Understanding DeepSeek R1

DeepSeek-R1 is an open-source language model built on DeepSeek-V3-Base that’s been making waves in the AI community. Not only does it match—or even surpass—OpenAI’s o1 model in many benchmarks, but it also comes with fully MIT-licensed weights. This marks it as the first non-OpenAI/Google model to deliver strong reasoning capabilities in an open and accessible manner.

What makes DeepSeek-R1 particularly exciting is its transparency. Unlike the less-open approaches from some industry leaders, DeepSeek has published a detailed training methodology in their paper .
The model is also remarkably cost-effective, with input tokens costing just $0.14-0.55 per million (vs o1’s $15) and output tokens at $2.19 per million (vs o1’s $60).

✨ Why it matters

Until ~GPT-4, the common wisdom was that better models required more data and compute. While that’s still valid, models like o1 and R1 demonstrate an alternative: inference-time scaling through reasoning.

The Essentials

The DeepSeek-R1 paper presented multiple models, but primary amongst them were R1 and R1-Zero. Following these are a series of distilled models that, while interesting, I won’t discuss here.

DeepSeek-R1 uses two major ideas:

A multi-stage pipeline where a small set of cold-start data kickstarts the model, followed by large-scale RL.
Group Relative Policy Optimization (GRPO), a reinforcement learning method that relies on comparing multiple model outputs per prompt to avoid the need for a separate critic.

R1 and R1-Zero are both reasoning models. This essentially means they do Chain-of-Thought before answering. For the R1 series of models, this takes form as thinking within a <think> tag, before answering with a final summary.

R1-Zero vs R1

R1-Zero applies Reinforcement Learning (RL) directly to DeepSeek-V3-Base with no supervised fine-tuning (SFT). RL is used to optimize the model’s policy to maximize reward.
R1-Zero achieves excellent accuracy but sometimes produces confusing outputs, such as mixing multiple languages in a single response. R1 fixes that by incorporating limited supervised fine-tuning and multiple RL passes, which improves both correctness and readability.
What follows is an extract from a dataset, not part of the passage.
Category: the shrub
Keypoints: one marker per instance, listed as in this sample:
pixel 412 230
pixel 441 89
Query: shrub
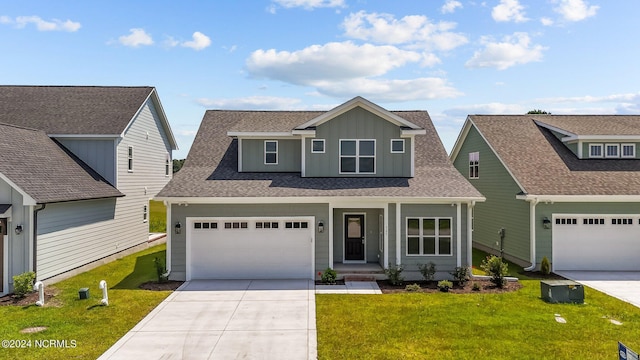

It is interesting how some languages may express certain ideas better, which leads the model to choose the most expressive language for the task.

Training Pipeline

The training pipeline that DeepSeek published in the R1 paper is immensely interesting. It showcases how they created such strong reasoning models, and what you can expect from each phase. This includes the problems that the resulting models from each phase have, and how they solved it in the next phase.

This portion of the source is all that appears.